Working with partners, Richardson is now assessing the feasibility for such a fund for ABI. Through a small ‘roadshow’, she is defining the extent of the threats to the Overberg’s water supply (including invasive species plants) and attracting the right partners. Richardson is working with the Greater Cape Town Water Fund – a successful fund looking at removing invasive plants from catchments in the Greater Cape Town.

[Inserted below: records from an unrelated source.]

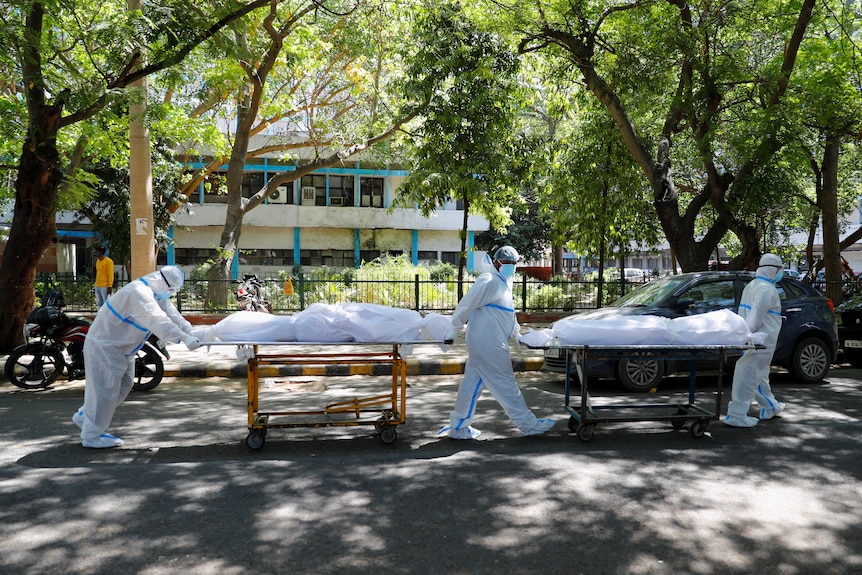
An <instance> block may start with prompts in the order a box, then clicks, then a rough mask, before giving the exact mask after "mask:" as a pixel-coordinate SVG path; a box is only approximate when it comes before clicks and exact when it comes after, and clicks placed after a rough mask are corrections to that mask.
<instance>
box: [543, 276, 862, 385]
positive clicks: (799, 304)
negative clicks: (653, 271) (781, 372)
mask: <svg viewBox="0 0 862 575" xmlns="http://www.w3.org/2000/svg"><path fill="white" fill-rule="evenodd" d="M754 276H755V274H754V273H753V272H746V271H737V272H722V271H715V272H693V273H684V274H679V275H676V276H672V277H667V278H661V279H657V280H654V281H652V282H650V283H648V284H644V285H643V286H640V287H638V288H637V289H635V290H632V291H631V292H630V293H628V294H626V295H625V296H623V297H622V298H620V299H618V300H617V301H615V302H614V303H612V304H610V305H609V306H607V307H604V308H601V309H596V310H590V311H587V312H584V313H580V314H577V316H576V317H577V318H578V319H579V320H583V319H596V320H599V319H609V318H613V317H618V316H626V315H656V316H662V317H667V318H671V319H673V318H676V317H682V316H686V315H694V314H701V313H706V312H710V311H715V310H719V309H725V308H726V309H731V310H733V311H736V310H737V308H738V307H739V300H740V297H741V296H742V290H743V288H744V287H745V285H746V284H747V283H748V282H750V281H751V280H752V279H754ZM776 287H777V288H778V294H779V296H780V297H781V313H782V315H783V316H784V322H783V324H782V326H781V332H780V334H779V336H778V345H777V347H776V350H775V356H774V357H773V360H772V363H773V365H778V366H781V367H784V368H787V369H788V370H790V372H791V373H793V375H794V376H795V377H797V378H798V379H799V380H800V381H802V382H805V383H815V382H818V381H820V380H822V379H823V378H824V377H826V374H827V373H828V372H829V367H830V366H831V364H832V362H833V361H834V360H835V358H836V355H837V353H838V330H837V327H836V318H835V311H834V307H833V306H832V302H831V301H830V300H829V299H827V298H826V297H824V296H823V295H822V294H821V293H820V292H818V291H817V290H816V289H814V288H812V287H811V286H809V285H808V284H805V283H802V282H800V281H798V280H795V279H791V278H784V279H782V280H781V281H780V282H778V284H777V286H776ZM860 344H862V328H860ZM564 353H565V352H564V351H561V350H559V349H553V348H550V349H548V350H547V351H546V352H545V363H544V366H543V368H542V369H544V370H547V371H556V372H564V371H565V368H566V358H565V355H564ZM860 353H862V349H860ZM860 358H862V356H860ZM703 367H707V366H703ZM587 369H588V370H589V374H590V375H591V376H593V377H605V378H616V379H618V380H619V381H620V383H621V384H622V385H623V387H625V388H626V389H628V390H631V391H648V390H650V389H653V388H655V387H656V385H658V382H659V381H660V380H661V378H662V377H663V376H665V375H668V374H671V373H676V372H679V371H683V370H686V371H687V370H688V365H686V364H684V363H677V362H671V361H662V360H661V359H658V358H650V357H645V358H644V359H625V360H621V361H618V362H595V363H590V365H588V366H587Z"/></svg>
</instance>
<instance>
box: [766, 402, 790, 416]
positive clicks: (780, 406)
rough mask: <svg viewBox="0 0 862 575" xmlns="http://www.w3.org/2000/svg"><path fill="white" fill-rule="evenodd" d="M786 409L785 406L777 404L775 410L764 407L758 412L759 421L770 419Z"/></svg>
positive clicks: (779, 403) (767, 407) (784, 404)
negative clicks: (759, 414)
mask: <svg viewBox="0 0 862 575" xmlns="http://www.w3.org/2000/svg"><path fill="white" fill-rule="evenodd" d="M785 407H787V406H786V405H785V404H783V403H781V402H780V401H779V402H778V405H776V406H775V409H769V408H768V407H764V408H763V409H761V410H760V419H772V418H773V417H775V416H776V415H778V414H779V413H781V412H782V411H784V408H785Z"/></svg>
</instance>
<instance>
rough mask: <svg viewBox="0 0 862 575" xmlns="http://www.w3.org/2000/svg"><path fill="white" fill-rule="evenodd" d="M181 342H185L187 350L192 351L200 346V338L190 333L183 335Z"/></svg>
mask: <svg viewBox="0 0 862 575" xmlns="http://www.w3.org/2000/svg"><path fill="white" fill-rule="evenodd" d="M183 343H184V344H186V347H187V348H189V351H194V350H196V349H197V348H199V347H200V346H201V340H199V339H198V338H196V337H195V336H193V335H190V334H185V335H184V336H183Z"/></svg>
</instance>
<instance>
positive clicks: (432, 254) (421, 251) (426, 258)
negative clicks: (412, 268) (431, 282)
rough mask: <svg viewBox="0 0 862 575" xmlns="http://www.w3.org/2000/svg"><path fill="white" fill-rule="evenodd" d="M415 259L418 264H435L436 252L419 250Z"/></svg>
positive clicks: (436, 252)
mask: <svg viewBox="0 0 862 575" xmlns="http://www.w3.org/2000/svg"><path fill="white" fill-rule="evenodd" d="M416 257H417V258H418V259H419V261H420V262H436V261H437V252H436V251H427V250H419V251H418V252H417V254H416Z"/></svg>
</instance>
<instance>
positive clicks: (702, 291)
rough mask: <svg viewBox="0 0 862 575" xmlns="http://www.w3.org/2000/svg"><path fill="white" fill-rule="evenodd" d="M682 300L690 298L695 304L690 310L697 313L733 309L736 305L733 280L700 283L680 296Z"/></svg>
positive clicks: (735, 300) (691, 306) (692, 286)
mask: <svg viewBox="0 0 862 575" xmlns="http://www.w3.org/2000/svg"><path fill="white" fill-rule="evenodd" d="M680 298H690V299H693V300H694V303H693V304H692V305H691V306H689V309H690V310H692V311H694V312H695V313H702V312H703V311H708V310H715V309H721V308H730V309H733V308H734V307H735V305H736V298H735V297H734V290H733V280H732V279H726V280H721V281H714V282H706V283H700V284H697V285H696V286H692V288H691V289H689V290H687V291H686V292H685V293H683V294H681V295H680Z"/></svg>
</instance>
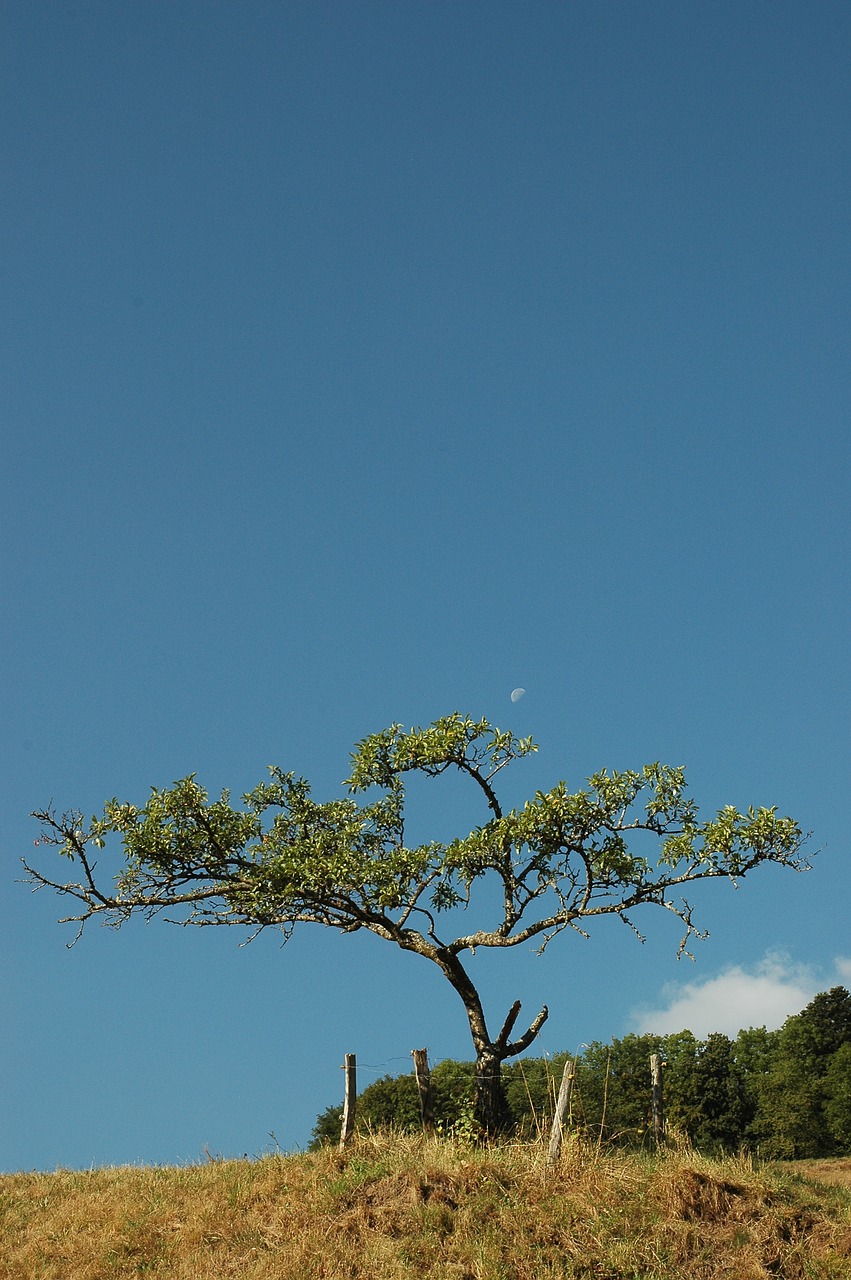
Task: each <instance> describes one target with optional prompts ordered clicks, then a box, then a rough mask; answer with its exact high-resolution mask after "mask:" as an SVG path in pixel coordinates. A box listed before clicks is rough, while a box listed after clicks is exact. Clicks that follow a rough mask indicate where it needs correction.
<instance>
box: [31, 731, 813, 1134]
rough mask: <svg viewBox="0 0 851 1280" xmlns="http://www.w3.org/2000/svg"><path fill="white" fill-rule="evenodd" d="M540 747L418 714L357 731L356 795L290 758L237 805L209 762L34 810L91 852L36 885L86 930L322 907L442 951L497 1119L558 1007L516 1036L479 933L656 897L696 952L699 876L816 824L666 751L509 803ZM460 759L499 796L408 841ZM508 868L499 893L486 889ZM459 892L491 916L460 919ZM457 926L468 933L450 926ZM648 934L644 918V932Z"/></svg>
mask: <svg viewBox="0 0 851 1280" xmlns="http://www.w3.org/2000/svg"><path fill="white" fill-rule="evenodd" d="M535 750H536V745H535V744H534V742H532V740H531V739H529V737H517V736H514V735H513V733H511V732H504V731H502V730H498V728H495V727H494V726H491V724H490V723H489V722H488V721H486V719H479V721H476V719H472V718H470V717H466V716H462V714H459V713H457V712H456V713H453V714H450V716H447V717H443V718H440V719H438V721H435V722H434V723H433V724H430V726H427V727H425V728H413V730H410V731H406V730H404V728H403V727H402V726H401V724H392V726H390V727H389V728H386V730H384V731H381V732H379V733H372V735H370V736H367V737H365V739H363V740H362V741H361V742H358V744H357V746H356V749H354V753H353V755H352V768H351V773H349V776H348V778H347V780H346V783H344V786H346V794H344V795H343V796H342V797H339V799H334V800H329V801H316V800H314V797H312V794H311V787H310V785H308V782H307V781H306V780H305V778H302V777H298V776H297V774H296V773H287V772H283V771H282V769H279V768H271V769H270V771H269V773H270V778H269V781H265V782H262V783H261V785H260V786H257V787H256V788H255V790H253V791H250V792H248V794H247V795H244V796H243V799H242V805H241V806H238V808H235V806H234V805H232V803H230V796H229V792H228V791H224V792H223V794H221V795H220V796H219V799H215V800H211V799H210V797H209V795H207V792H206V791H205V788H203V787H202V786H201V785H200V783H198V782H197V781H196V777H195V776H193V774H192V776H189V777H186V778H183V780H180V781H178V782H175V783H174V785H173V786H171V787H169V788H165V790H159V788H152V791H151V794H150V796H148V800H147V803H146V804H145V805H142V806H137V805H134V804H128V803H125V801H119V800H110V801H109V803H107V804H106V805H105V808H104V812H102V814H101V815H100V817H92V818H91V819H90V820H86V819H84V817H83V814H82V813H81V812H78V810H70V812H68V813H63V814H59V813H56V812H55V810H54V809H52V808H49V809H44V810H41V812H38V813H36V814H35V817H37V818H38V819H40V822H41V824H42V835H41V841H42V842H44V844H47V845H52V846H55V847H56V850H58V852H59V854H60V855H61V856H64V858H65V859H68V860H69V861H70V863H73V864H74V865H76V867H77V869H78V870H77V879H74V881H61V879H58V878H54V877H51V876H49V874H46V873H45V872H42V870H40V869H36V868H33V867H31V865H28V864H24V865H27V872H28V876H29V878H31V881H32V882H33V883H35V884H36V886H46V887H50V888H52V890H55V891H56V892H59V893H60V895H64V896H67V897H72V899H74V900H76V901H77V902H78V904H79V909H78V910H77V911H76V914H70V915H68V916H65V920H72V922H76V923H77V924H78V925H79V929H81V931H82V928H83V927H84V924H86V923H87V922H88V920H90V919H92V918H100V919H102V920H104V922H105V923H107V924H113V925H120V924H122V923H123V922H124V920H127V919H128V918H129V916H131V915H134V914H142V915H146V916H148V918H150V916H155V915H157V914H165V916H166V918H168V919H171V920H175V922H178V923H182V924H197V925H212V924H238V925H244V927H248V928H251V929H252V931H255V932H257V931H261V929H266V928H279V929H283V931H284V933H285V934H288V933H289V932H290V931H292V929H293V928H294V927H296V925H297V924H306V923H311V924H321V925H325V927H328V928H334V929H338V931H340V932H343V933H349V932H353V931H358V929H369V931H371V932H372V933H375V934H378V936H379V937H381V938H384V940H386V941H389V942H393V943H395V945H397V946H399V947H402V948H404V950H407V951H413V952H416V954H418V955H421V956H424V957H425V959H427V960H430V961H433V963H434V964H436V965H438V966H439V969H440V970H441V973H443V974H444V977H445V978H447V979H448V980H449V983H450V984H452V987H453V988H454V989H456V992H457V993H458V996H459V997H461V1000H462V1001H463V1005H465V1010H466V1014H467V1019H468V1023H470V1030H471V1036H472V1041H473V1044H475V1048H476V1062H477V1082H479V1097H480V1115H481V1120H482V1124H485V1125H486V1126H488V1128H491V1126H494V1125H495V1124H497V1121H498V1111H499V1068H500V1064H502V1062H503V1061H504V1060H505V1059H508V1057H512V1056H516V1055H517V1053H520V1052H522V1051H523V1050H525V1048H527V1047H529V1044H531V1043H532V1041H534V1039H535V1036H536V1034H537V1032H539V1030H540V1028H541V1025H543V1024H544V1020H545V1019H546V1016H548V1011H546V1006H544V1007H543V1009H541V1011H540V1012H539V1014H537V1016H536V1018H535V1019H534V1020H532V1021H531V1023H530V1025H529V1028H527V1030H526V1032H525V1033H523V1034H522V1036H520V1037H518V1038H517V1039H512V1038H511V1037H512V1033H513V1029H514V1024H516V1021H517V1018H518V1015H520V1004H518V1002H514V1005H513V1006H512V1009H511V1010H509V1011H508V1015H507V1016H505V1019H504V1021H503V1024H502V1029H500V1030H499V1032H498V1033H497V1034H494V1033H493V1032H491V1030H490V1029H489V1025H488V1021H486V1018H485V1012H484V1009H482V1004H481V1000H480V997H479V993H477V991H476V987H475V986H473V983H472V979H471V978H470V974H468V973H467V969H466V968H465V964H463V963H462V959H461V957H462V956H465V954H467V952H472V951H473V950H475V948H476V947H503V948H504V947H514V946H518V945H521V943H529V942H534V943H536V945H537V950H539V951H543V950H544V948H545V947H546V946H548V945H549V943H550V942H552V941H553V938H554V937H557V936H558V934H559V933H562V932H564V931H567V929H573V931H576V932H578V933H581V934H584V936H587V929H589V927H590V924H591V923H593V922H594V920H595V919H598V918H600V916H609V915H614V916H617V918H619V919H621V920H623V922H624V923H626V924H628V925H630V927H631V928H632V929H633V931H635V932H636V933H639V931H637V928H636V925H635V923H633V914H635V913H636V911H637V910H639V909H644V908H646V906H658V908H663V909H664V910H667V911H669V913H672V914H673V915H674V916H676V918H677V920H678V922H680V923H681V925H682V940H681V943H680V951H681V952H682V951H683V950H685V948H686V947H687V945H688V940H690V937H691V936H694V934H697V936H701V931H700V929H699V928H697V927H696V924H695V923H694V919H692V906H691V904H690V902H688V901H687V900H686V899H685V897H682V896H681V891H682V890H683V888H685V887H686V886H687V884H691V883H694V882H697V881H704V879H709V878H719V877H723V878H727V879H729V881H732V882H737V881H738V879H740V878H741V877H744V876H747V874H749V873H750V872H752V870H754V869H755V868H756V867H759V865H760V864H763V863H774V864H779V865H784V867H792V868H795V869H799V870H800V869H802V868H804V867H805V865H806V863H805V859H804V858H802V854H801V849H802V844H804V836H802V832H801V829H800V827H799V824H797V823H796V822H795V820H793V819H792V818H788V817H779V815H778V813H777V810H775V809H774V808H750V809H747V810H746V812H744V813H742V812H740V810H738V809H736V808H735V806H731V805H728V806H724V808H722V809H720V810H719V812H718V813H715V814H714V815H713V817H712V818H709V819H704V820H701V819H700V818H699V813H697V806H696V803H695V801H694V800H692V799H691V797H690V796H688V794H687V791H686V780H685V771H683V769H682V768H680V767H672V765H665V764H660V763H654V764H648V765H644V768H641V769H639V771H623V772H608V771H605V769H604V771H601V772H598V773H595V774H593V776H591V778H590V780H589V785H587V787H585V788H582V790H578V791H576V792H571V791H568V788H567V785H566V783H564V782H558V783H557V785H555V786H554V787H553V788H552V790H549V791H536V792H535V795H534V796H532V797H531V799H530V800H527V801H526V803H525V804H523V805H522V806H520V808H514V809H509V810H504V809H503V806H502V804H500V800H499V799H498V794H497V788H495V780H497V776H498V774H499V773H500V772H502V771H503V769H505V768H507V767H508V765H509V764H512V763H513V762H514V760H518V759H522V758H523V756H527V755H530V754H531V753H532V751H535ZM448 771H456V772H458V773H459V774H461V776H463V777H466V778H468V780H470V782H471V785H472V786H473V788H475V790H476V791H477V794H479V795H480V799H481V801H482V806H484V810H485V813H486V814H488V817H486V820H485V822H484V823H481V824H479V826H476V827H473V829H472V831H470V832H468V833H467V835H463V836H459V837H458V838H454V840H450V841H448V842H440V841H429V842H425V844H408V842H407V840H406V778H407V776H408V774H413V773H420V774H425V776H427V777H431V778H434V777H438V776H440V774H443V773H445V772H448ZM114 837H118V840H119V841H120V842H122V845H123V865H122V867H120V868H119V870H118V874H116V876H115V878H114V881H113V882H111V884H109V886H105V884H104V883H102V882H101V881H100V879H99V878H97V876H96V872H97V865H96V856H97V852H96V851H97V850H101V849H104V847H105V846H106V844H107V842H109V841H111V840H113V838H114ZM482 881H490V882H493V883H495V884H497V886H498V890H499V892H498V899H499V904H500V905H499V908H498V909H497V911H495V914H490V913H491V911H493V897H491V896H490V895H489V896H488V897H486V900H485V899H482V901H481V902H479V897H477V895H476V892H475V891H476V888H477V886H479V883H480V882H482ZM456 909H468V910H470V911H475V910H476V909H480V910H481V911H482V913H484V918H481V919H477V922H476V925H475V927H473V928H471V929H470V931H466V932H462V933H461V934H458V936H453V934H452V928H453V925H456V924H457V922H458V911H457V910H456ZM447 929H448V931H449V932H447ZM639 937H641V934H640V933H639Z"/></svg>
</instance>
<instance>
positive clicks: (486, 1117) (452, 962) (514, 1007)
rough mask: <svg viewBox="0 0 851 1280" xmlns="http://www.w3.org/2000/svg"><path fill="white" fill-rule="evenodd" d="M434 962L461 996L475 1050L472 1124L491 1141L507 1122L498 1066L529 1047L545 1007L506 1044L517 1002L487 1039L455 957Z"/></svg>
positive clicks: (506, 1117) (545, 1011)
mask: <svg viewBox="0 0 851 1280" xmlns="http://www.w3.org/2000/svg"><path fill="white" fill-rule="evenodd" d="M434 959H435V960H436V963H438V964H439V965H440V968H441V969H443V972H444V974H445V975H447V978H448V979H449V982H450V983H452V986H453V987H454V988H456V991H457V992H458V995H459V996H461V998H462V1001H463V1006H465V1009H466V1011H467V1020H468V1023H470V1033H471V1036H472V1042H473V1046H475V1050H476V1111H475V1115H476V1121H477V1124H479V1126H480V1129H481V1133H482V1135H484V1137H495V1135H497V1134H499V1133H504V1132H505V1129H507V1126H508V1123H509V1119H511V1117H509V1114H508V1105H507V1102H505V1094H504V1091H503V1083H502V1065H503V1062H504V1061H505V1059H508V1057H516V1055H517V1053H522V1052H523V1050H526V1048H529V1046H530V1044H531V1043H532V1041H534V1039H535V1037H536V1036H537V1033H539V1030H540V1029H541V1027H543V1025H544V1023H545V1021H546V1016H548V1009H546V1005H544V1007H543V1009H541V1011H540V1014H539V1015H537V1018H535V1020H534V1021H532V1023H531V1025H530V1028H529V1030H527V1032H525V1034H523V1036H521V1037H520V1038H518V1039H516V1041H509V1036H511V1033H512V1030H513V1029H514V1023H516V1021H517V1018H518V1016H520V1009H521V1005H520V1000H516V1001H514V1004H513V1005H512V1007H511V1009H509V1011H508V1016H507V1019H505V1021H504V1023H503V1028H502V1030H500V1033H499V1036H498V1037H497V1039H491V1037H490V1034H489V1032H488V1024H486V1021H485V1014H484V1010H482V1007H481V998H480V996H479V992H477V991H476V988H475V987H473V984H472V982H471V979H470V975H468V974H467V972H466V969H465V968H463V965H462V964H461V961H459V960H458V956H457V955H454V954H452V952H449V951H441V952H439V954H438V955H436V956H434Z"/></svg>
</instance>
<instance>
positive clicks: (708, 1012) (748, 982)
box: [632, 952, 851, 1039]
mask: <svg viewBox="0 0 851 1280" xmlns="http://www.w3.org/2000/svg"><path fill="white" fill-rule="evenodd" d="M836 969H837V973H839V974H842V973H846V974H851V960H837V961H836ZM822 989H824V983H822V984H820V983H819V982H818V979H816V977H815V975H814V974H813V972H811V970H810V969H806V968H805V966H801V965H793V964H792V963H791V960H790V957H788V956H786V955H782V954H777V952H772V954H769V955H767V956H765V957H764V959H763V960H761V961H760V963H759V964H758V965H756V966H755V968H754V970H752V972H750V973H749V972H747V970H746V969H744V968H742V966H741V965H731V966H729V968H728V969H724V970H723V972H722V973H720V974H718V975H717V977H715V978H706V979H704V980H703V982H686V983H678V984H673V983H671V984H669V986H667V987H665V988H664V989H663V993H662V1001H663V1004H662V1005H660V1007H658V1009H637V1010H636V1011H635V1014H633V1019H632V1020H633V1029H635V1030H637V1032H656V1033H658V1034H660V1036H664V1034H669V1033H672V1032H681V1030H686V1029H687V1030H690V1032H694V1034H695V1036H696V1037H697V1038H699V1039H705V1037H706V1036H709V1034H710V1033H712V1032H723V1033H724V1034H726V1036H729V1037H735V1036H736V1033H737V1032H738V1030H741V1028H742V1027H768V1029H769V1030H772V1029H774V1028H777V1027H782V1025H783V1023H784V1021H786V1019H787V1018H790V1016H791V1015H792V1014H799V1012H800V1011H801V1010H802V1009H804V1006H805V1005H809V1002H810V1001H811V1000H813V997H814V996H815V995H818V992H819V991H822Z"/></svg>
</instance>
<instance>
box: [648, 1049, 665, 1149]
mask: <svg viewBox="0 0 851 1280" xmlns="http://www.w3.org/2000/svg"><path fill="white" fill-rule="evenodd" d="M663 1066H664V1062H663V1061H662V1055H660V1053H651V1055H650V1085H651V1091H650V1100H651V1101H650V1105H651V1108H653V1137H654V1138H655V1142H656V1147H660V1146H662V1143H663V1142H664V1137H665V1112H664V1103H663V1098H662V1068H663Z"/></svg>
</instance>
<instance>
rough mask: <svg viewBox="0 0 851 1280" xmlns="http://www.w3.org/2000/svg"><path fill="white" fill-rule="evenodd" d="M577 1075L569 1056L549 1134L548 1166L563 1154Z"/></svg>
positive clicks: (555, 1108) (564, 1069) (555, 1102)
mask: <svg viewBox="0 0 851 1280" xmlns="http://www.w3.org/2000/svg"><path fill="white" fill-rule="evenodd" d="M575 1076H576V1064H575V1062H573V1061H572V1060H571V1059H569V1057H568V1060H567V1062H566V1064H564V1070H563V1071H562V1083H561V1085H559V1091H558V1100H557V1102H555V1115H554V1116H553V1128H552V1130H550V1135H549V1151H548V1152H546V1166H548V1167H549V1166H550V1165H554V1164H557V1162H558V1157H559V1156H561V1155H562V1137H563V1125H564V1116H566V1115H567V1111H568V1107H569V1105H571V1093H572V1091H573V1079H575Z"/></svg>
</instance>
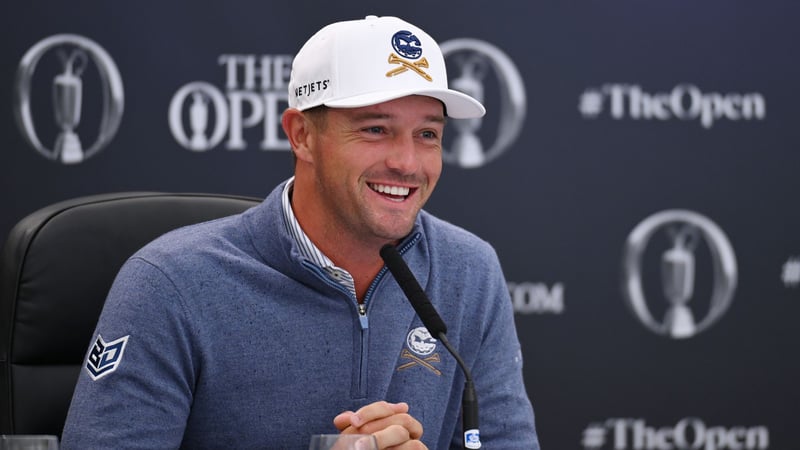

The current Overberg situation

The Overberg is still caught up in the midst of a drought, despite some recent rains. A drought assessment analysis by the Department of Environment, Forestry and Fisheries (DEFF) found parts of the Overberg were still classified as ‘extremely critical’ and is likely to get worse over the upcoming summer months. According to Reinard Geldenhuys, Chief Fire Officer at the Overberg District Municipality, at a recent ABI meeting he shared that early weather forecasts suggest below average rains and above average temperatures over the coming fire season. ‘We’re getting veld fires throughout the year now. So we need to be wildfire ready all year.’

Geldenhuys said the impacts of the drought are clear following a September fire at the Denel Overberg Test Range. ‘We had such aggressive fire behaviour at that fire. That’s as a result of the drought and climate change.

The threat of invasive plants

Richardson mentioned that invasive plants remain a major threat to the region’s water supply – and increase the risks of devastating wildfires. In the Overberg, a number of projects are looking to address the challenges created by invasive plants.

The ABI Alien Clearing Programme, implemented by the Flower Valley Conservation Trust, is clearing invasive species on around 5 700 hectares of natural landscapes over the next year. The project is funded in part by DEFF with co-funding support from landowners and philanthropic donors.